We’ve all heard the 3-5 minute Noto pitch so often that most long-term investors can quote it. “One-stop shop for all our members’ financial needs,” “be there for every big financial decision and all the days in between,” “help them spend less than they earn and invest the rest,” “get your money right,” etc. At times these just seem like platitudes. I hear them at the beginning of a CNBC interview or investor conference and think “c’mon, we’ve heard this before, let’s get to the other stuff.” But I don’t think those are just words to Noto. They represent the vision that he created when he took over. That is his north star.
The results they are seeing right now are the fruits of those long years of labor.
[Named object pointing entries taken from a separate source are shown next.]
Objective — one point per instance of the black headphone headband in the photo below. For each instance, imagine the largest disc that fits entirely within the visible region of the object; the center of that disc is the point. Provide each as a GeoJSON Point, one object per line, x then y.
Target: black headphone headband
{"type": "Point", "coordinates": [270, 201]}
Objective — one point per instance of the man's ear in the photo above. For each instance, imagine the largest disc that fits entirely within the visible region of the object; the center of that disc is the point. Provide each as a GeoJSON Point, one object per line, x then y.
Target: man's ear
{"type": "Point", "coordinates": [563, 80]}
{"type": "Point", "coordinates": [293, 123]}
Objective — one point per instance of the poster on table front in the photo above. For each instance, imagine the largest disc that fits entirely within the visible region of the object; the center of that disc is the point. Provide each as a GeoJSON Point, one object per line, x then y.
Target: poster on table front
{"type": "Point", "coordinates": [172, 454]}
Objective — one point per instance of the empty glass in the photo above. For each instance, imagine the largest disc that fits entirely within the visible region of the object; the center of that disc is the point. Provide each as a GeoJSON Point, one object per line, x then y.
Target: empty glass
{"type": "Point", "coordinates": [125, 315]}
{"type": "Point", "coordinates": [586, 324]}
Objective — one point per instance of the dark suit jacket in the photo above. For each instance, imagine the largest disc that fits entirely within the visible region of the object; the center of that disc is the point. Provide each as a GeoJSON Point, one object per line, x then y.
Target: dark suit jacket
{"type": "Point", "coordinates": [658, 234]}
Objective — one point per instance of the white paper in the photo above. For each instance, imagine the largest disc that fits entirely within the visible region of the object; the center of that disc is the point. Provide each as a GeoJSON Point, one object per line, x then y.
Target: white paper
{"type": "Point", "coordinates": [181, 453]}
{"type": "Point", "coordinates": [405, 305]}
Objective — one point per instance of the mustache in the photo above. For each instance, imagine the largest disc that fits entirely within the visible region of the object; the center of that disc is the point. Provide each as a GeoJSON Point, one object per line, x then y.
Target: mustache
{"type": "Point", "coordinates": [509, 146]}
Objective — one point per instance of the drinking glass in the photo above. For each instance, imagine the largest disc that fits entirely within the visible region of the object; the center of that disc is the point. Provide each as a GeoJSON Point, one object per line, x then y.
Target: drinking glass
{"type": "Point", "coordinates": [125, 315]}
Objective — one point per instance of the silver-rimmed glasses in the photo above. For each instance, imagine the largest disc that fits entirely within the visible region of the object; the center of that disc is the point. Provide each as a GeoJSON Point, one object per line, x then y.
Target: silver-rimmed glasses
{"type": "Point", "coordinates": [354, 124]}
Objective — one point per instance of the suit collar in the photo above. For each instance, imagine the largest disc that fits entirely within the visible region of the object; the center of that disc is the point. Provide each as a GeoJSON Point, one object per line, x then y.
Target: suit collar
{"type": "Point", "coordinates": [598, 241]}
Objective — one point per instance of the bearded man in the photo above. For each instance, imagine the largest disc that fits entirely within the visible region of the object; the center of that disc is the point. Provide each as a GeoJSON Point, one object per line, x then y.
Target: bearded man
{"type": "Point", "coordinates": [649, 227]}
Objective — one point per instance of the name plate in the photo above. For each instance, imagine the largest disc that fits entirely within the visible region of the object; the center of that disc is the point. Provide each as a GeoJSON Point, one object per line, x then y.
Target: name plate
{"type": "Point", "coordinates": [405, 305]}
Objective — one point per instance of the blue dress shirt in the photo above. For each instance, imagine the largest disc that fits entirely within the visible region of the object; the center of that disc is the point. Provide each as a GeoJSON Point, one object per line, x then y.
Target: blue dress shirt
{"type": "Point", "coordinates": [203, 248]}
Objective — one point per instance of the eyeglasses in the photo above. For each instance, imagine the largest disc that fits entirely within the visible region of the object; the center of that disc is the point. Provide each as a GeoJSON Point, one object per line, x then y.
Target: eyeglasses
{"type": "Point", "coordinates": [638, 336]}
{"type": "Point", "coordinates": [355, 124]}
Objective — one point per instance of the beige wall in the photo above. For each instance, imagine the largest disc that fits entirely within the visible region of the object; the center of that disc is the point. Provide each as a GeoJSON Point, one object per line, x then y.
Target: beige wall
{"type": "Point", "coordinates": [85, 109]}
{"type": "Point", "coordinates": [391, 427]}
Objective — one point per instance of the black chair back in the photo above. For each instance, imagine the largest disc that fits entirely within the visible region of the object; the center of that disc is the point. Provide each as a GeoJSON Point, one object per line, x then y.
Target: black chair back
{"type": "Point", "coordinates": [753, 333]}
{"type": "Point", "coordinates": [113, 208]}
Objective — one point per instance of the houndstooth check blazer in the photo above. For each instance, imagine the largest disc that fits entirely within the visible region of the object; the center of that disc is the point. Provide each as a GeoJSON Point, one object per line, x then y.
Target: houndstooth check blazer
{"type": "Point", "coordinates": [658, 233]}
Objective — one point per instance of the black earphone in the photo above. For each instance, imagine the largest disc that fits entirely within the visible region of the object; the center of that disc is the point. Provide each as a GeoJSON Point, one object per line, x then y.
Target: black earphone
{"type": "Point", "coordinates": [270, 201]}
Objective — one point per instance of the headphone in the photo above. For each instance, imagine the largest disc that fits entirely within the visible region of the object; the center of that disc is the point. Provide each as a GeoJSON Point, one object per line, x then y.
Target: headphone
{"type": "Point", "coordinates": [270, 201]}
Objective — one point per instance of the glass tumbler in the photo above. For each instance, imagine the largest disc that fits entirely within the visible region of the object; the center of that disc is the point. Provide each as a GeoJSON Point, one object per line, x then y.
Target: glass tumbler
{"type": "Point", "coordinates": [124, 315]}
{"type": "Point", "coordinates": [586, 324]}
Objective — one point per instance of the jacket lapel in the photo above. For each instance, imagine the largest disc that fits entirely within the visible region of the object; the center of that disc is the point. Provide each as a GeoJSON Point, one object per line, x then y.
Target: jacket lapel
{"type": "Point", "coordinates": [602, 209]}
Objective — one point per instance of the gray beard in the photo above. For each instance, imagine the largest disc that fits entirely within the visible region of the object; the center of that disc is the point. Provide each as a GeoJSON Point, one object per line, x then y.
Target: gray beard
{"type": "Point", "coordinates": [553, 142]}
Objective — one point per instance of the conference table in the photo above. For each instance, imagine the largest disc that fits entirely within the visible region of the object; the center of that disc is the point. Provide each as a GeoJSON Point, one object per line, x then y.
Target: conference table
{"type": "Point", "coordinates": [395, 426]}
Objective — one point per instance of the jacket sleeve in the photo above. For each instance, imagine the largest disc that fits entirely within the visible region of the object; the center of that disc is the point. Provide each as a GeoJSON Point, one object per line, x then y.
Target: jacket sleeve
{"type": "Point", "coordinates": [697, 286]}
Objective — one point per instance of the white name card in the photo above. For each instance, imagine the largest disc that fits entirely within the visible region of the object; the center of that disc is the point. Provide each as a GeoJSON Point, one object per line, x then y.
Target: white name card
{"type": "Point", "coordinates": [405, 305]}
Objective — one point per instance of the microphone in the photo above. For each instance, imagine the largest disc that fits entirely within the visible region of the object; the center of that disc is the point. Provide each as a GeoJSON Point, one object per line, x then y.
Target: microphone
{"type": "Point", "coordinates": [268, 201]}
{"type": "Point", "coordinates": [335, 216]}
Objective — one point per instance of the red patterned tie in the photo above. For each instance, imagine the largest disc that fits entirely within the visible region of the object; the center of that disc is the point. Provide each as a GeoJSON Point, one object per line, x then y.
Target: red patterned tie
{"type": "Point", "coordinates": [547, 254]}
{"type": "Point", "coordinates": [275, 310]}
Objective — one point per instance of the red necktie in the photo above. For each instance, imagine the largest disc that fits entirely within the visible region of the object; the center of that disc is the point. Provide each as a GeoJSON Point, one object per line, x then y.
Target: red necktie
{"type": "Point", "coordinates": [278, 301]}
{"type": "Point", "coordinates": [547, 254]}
They could have increased originations in 2021 when rates were low, liquidity was high, and money was essentially free like LC and Upstart only for those numbers to crash afterward. They could have circumvented the years-long arduous process of becoming a chartered bank. There were many times they could have sacrificed durability to pull growth forward.
Instead, Noto and team built a product, team, and business that was focused on creating long-term value, building a trusted relationship with their members, and results that would be durable, consistent, and resilient. The unrelenting demand they are seeing through the LPB from asset managers, hedge funds, banks, sovereign wealth funds, and insurance agencies is a direct result of that long-term focus on quality. The phrase “flight to quality” was used five different times. The origination numbers I put above are significant data to back up that claim. SoFi’s years of building things the right way is now yielding differentiated results.
Conclusion
Another fantastic quarter for SoFi is in the books. The beat-and-raise nature of this business continues to show itself time and time again. There are a lot of catalysts coming. A slow drop of rates is ideal for their business, QT is coming to an end, S&P 500 inclusion appears inevitable and seems very likely to materialize in the next 12 months, and they have the cash flow to reinvest into the business. This is becoming such an easy company to hold for me now. Can’t wait to continue to see what the future holds.